Researchers at King Abdullah University of Science and Technology (KAUST) in Saudi Arabia have developed NESCOD, a novel passive cooling technology that addresses the rising global demand for cooling without relying on energy-intensive air conditioners. This system leverages the thermodynamic properties of endothermic dissolution to offer an eco-friendly alternative for off-grid communities and extremely hot regions.
How NESCOD Works
The NESCOD system operates through a two-stage thermodynamic cycle: dissolution cooling and solar-driven solute regeneration. In the cooling cycle, ammonium nitrate salt is dissolved in water, an endothermic reaction that absorbs heat from the surroundings and rapidly lowers the liquid's temperature. Laboratory tests demonstrated a cooling power of up to 191 watts per square meter under standard conditions, as published by the Royal Society of Chemistry.
Solar Regeneration Process
To make the system sustainable and repeatable, researchers designed a 3D solar regenerator.
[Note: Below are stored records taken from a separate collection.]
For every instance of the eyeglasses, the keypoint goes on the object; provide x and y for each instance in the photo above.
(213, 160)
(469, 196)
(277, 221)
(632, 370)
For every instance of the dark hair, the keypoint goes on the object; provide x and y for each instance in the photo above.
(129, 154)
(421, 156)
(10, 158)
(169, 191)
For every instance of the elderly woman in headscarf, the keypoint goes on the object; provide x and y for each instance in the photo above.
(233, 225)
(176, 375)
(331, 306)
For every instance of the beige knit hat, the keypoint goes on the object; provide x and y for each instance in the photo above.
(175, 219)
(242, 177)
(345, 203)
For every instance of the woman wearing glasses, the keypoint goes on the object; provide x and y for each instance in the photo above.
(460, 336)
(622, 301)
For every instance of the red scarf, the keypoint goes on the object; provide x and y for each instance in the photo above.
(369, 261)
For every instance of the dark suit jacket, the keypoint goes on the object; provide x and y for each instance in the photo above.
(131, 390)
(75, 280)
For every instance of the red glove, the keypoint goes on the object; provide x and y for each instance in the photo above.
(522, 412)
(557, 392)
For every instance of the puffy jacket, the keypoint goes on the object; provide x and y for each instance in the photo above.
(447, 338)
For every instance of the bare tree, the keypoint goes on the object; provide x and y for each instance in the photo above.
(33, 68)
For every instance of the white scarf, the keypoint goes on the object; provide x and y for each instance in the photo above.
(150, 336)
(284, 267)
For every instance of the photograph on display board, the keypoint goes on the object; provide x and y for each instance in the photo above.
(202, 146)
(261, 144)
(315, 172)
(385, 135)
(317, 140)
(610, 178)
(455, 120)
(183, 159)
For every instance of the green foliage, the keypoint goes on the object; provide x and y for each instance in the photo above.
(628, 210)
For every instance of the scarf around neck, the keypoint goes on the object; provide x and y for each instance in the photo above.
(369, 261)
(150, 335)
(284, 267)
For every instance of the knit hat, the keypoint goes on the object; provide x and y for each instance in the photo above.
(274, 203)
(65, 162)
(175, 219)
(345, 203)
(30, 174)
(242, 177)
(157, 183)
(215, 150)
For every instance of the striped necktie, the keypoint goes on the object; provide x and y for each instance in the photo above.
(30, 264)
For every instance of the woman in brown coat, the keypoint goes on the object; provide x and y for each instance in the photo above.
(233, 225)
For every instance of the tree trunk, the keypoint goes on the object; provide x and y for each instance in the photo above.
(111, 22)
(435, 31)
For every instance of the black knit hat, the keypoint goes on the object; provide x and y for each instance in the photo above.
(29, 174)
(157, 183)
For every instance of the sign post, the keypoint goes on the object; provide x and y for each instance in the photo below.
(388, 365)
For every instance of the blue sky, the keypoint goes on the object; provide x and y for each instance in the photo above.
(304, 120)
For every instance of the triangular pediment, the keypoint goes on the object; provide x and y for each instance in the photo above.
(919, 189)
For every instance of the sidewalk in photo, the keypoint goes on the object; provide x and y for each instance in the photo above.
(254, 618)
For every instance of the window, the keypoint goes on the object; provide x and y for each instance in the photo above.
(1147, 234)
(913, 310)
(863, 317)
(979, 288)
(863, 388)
Sunlight evaporates water from the salt solution, causing ammonium nitrate to recrystallize, effectively recharging the system for another cooling cycle. This separation of dissolution and regeneration allows the cooling effect to be stored and accessed whenever needed, even at night or in different seasons.
Consistent Cooling Performance
NESCOD maintains effective cooling over multiple cycles. Under one sun illumination, it evaporates water at about 2.2 kg per square meter per hour, maintaining temperatures between 5°C and 15°C—ideal for cold-chain storage and space cooling. Additionally, the system captures water vapor for reuse with impurity levels below 1 ppm, which is particularly valuable in arid regions where water conservation is critical.
Economic Viability
The materials used in NESCOD, especially ammonium nitrate, are both effective and inexpensive. Ammonium nitrate is widely produced for fertilizers, making it a sustainable chemical-energy carrier. The 3D solar regenerator's high-area architecture achieves a high evaporation rate with a small footprint, reducing material costs per cooling unit compared to other solar-thermal systems. This economic efficiency positions NESCOD as a viable candidate for large-scale deployment in developing nations and remote areas lacking traditional electricity infrastructure.